Thursday 9 February 2012

The Curse of the Ugly

Ugliness brings down everything to its own level. It's the blot on the landscape and the rotten apple in the barrel. And industrial scale ugliness is as bad as it gets. The trouble is that everything that's done nowadays gets done as an industrial project, the humanity, if there ever was any, is squeezed out of it, and the result is a tainted experience because efficiency is the driver rather than natural beauty. The removal of the scar of the power lines across Blacka Moor has been a revelation. With one action we have wiped away something that some of us had hardly realised was corrupting our vision. Industrialised landscapes are often characterised by sheer scale and may make us think of power stations, factories and oil refineries but one of the most industrialised landscapes is the grouse moor often a vast expanse of shackled and dehumanised space where top down discipline has been imposed by managers set on repressing and punishing most of the characteristics of free nature to serve their own economic ends.



Free land has varied and changing views and trees are the star performers, changing week by week throughout the year. This week it's been tree rime that's delivered natural beauty at a time of year when open landscapes can be depressing. Blacka's return to a more wooded character should be welcomed. Nobody should be cutting down and poisoning, bashing and coppicing. Celebrate nature fighting back.
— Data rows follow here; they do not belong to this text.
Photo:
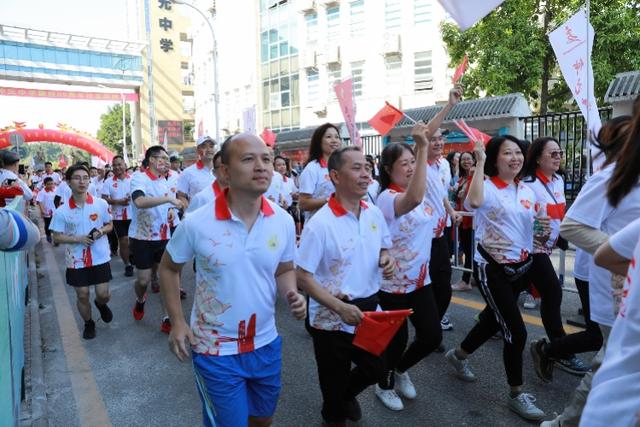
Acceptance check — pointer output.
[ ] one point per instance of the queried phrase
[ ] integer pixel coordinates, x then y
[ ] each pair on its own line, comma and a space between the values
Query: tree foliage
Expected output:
509, 50
110, 131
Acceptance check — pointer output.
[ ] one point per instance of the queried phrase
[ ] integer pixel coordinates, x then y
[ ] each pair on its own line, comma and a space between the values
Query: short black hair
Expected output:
73, 168
153, 150
493, 149
336, 159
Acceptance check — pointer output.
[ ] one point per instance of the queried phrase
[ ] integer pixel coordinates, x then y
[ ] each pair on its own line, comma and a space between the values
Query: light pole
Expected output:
216, 98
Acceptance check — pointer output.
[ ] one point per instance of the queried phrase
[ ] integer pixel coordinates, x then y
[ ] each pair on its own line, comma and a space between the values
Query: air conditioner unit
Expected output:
309, 59
391, 44
305, 6
333, 55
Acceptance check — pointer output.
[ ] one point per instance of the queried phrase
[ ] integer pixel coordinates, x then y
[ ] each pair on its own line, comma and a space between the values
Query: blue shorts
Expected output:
234, 387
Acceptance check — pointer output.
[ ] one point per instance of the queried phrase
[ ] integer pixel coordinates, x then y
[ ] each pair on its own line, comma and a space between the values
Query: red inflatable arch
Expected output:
82, 142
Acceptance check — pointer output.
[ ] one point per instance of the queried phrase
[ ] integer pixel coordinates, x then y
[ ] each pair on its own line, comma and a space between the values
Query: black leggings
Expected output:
588, 340
466, 239
426, 322
544, 278
501, 313
440, 273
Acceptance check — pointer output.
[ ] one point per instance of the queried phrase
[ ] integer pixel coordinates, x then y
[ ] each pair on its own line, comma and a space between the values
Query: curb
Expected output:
38, 396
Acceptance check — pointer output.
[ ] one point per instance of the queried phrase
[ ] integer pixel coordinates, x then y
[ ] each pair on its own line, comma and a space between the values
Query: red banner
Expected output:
65, 94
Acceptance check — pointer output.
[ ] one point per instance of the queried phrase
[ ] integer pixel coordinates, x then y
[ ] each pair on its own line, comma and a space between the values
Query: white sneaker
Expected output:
529, 302
461, 366
389, 398
523, 405
405, 386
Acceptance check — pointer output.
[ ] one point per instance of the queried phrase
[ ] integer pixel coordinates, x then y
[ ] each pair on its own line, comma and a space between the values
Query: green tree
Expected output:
110, 131
509, 50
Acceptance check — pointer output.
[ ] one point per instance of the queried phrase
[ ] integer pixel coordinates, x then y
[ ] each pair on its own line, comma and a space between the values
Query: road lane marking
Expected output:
91, 408
532, 320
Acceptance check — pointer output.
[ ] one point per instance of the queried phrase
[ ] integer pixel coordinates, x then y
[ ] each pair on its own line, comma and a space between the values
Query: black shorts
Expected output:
146, 252
88, 276
121, 227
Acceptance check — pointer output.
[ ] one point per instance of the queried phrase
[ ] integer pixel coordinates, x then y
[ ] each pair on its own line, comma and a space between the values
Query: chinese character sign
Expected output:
572, 44
344, 93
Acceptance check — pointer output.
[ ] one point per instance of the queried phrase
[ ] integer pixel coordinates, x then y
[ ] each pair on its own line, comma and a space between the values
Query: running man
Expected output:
244, 250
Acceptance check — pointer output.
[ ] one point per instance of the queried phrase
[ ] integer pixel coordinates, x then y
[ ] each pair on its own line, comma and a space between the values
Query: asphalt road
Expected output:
128, 377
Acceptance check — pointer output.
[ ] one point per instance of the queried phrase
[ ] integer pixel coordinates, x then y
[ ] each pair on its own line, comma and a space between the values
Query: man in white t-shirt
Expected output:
244, 251
342, 248
200, 174
82, 224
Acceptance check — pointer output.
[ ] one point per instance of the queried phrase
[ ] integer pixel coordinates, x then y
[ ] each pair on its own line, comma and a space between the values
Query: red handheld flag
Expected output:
460, 70
269, 137
472, 133
377, 328
386, 119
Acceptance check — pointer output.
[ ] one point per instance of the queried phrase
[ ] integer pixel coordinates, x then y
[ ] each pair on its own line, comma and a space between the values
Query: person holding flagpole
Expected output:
403, 203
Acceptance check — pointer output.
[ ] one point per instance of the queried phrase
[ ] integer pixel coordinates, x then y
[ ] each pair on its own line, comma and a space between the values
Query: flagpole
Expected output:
587, 121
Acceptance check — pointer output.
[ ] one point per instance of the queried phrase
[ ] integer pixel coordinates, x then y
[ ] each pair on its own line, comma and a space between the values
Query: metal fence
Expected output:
570, 130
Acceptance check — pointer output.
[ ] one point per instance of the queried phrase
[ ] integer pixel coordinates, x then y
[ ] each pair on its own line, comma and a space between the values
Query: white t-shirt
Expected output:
194, 178
46, 198
74, 220
206, 196
592, 208
342, 252
116, 188
505, 221
411, 236
554, 206
289, 189
151, 223
315, 181
276, 188
614, 399
235, 296
435, 195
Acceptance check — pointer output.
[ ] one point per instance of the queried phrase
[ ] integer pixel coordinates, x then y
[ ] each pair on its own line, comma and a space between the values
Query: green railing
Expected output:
13, 285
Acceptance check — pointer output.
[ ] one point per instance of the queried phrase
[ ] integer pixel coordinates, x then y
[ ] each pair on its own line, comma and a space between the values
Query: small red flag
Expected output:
472, 133
460, 70
386, 119
377, 328
269, 137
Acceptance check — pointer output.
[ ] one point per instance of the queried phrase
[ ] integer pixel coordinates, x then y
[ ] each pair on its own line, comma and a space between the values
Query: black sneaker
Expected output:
89, 332
105, 312
573, 365
542, 363
352, 409
128, 270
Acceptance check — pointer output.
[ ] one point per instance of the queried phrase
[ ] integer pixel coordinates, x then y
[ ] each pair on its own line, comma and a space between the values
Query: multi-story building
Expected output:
283, 56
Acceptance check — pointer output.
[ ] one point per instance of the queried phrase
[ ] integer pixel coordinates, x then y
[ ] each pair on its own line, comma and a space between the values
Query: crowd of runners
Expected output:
349, 234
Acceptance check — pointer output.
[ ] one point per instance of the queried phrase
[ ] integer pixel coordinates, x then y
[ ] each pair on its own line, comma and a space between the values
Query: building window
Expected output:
313, 86
357, 18
311, 25
357, 74
421, 12
422, 72
392, 15
393, 76
333, 22
334, 74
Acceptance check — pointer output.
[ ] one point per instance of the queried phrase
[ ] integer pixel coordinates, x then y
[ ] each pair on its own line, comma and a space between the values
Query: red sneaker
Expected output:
165, 327
138, 309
Each one of the trees in the picture above has grown of its own accord. It was not planned and would certainly not have been allowed to grow under any regime like those managed by wildlife trusts today. Blacka today would be a much poorer place if conservation of their preferred kind had been practised here 50 years ago. The trees here show many different sides to their character as they change over a year. Today they are beautiful because of the rime from frost and fog. Later in the year as spring comes they will go through a succession of various shades of green. In the autumn the colouring will delight us in another way.

I remember that in my childhood farmland was often attractive in ways it rarely is today. The farming industry in its publicity welcomes the changes as a sign of progress and efficiency and when looked at like that you see they may have a point. But we've lost a lot in getting that efficiency. That's all the more reason for keeping large parts of our landscape separate from the compulsion to manage and control.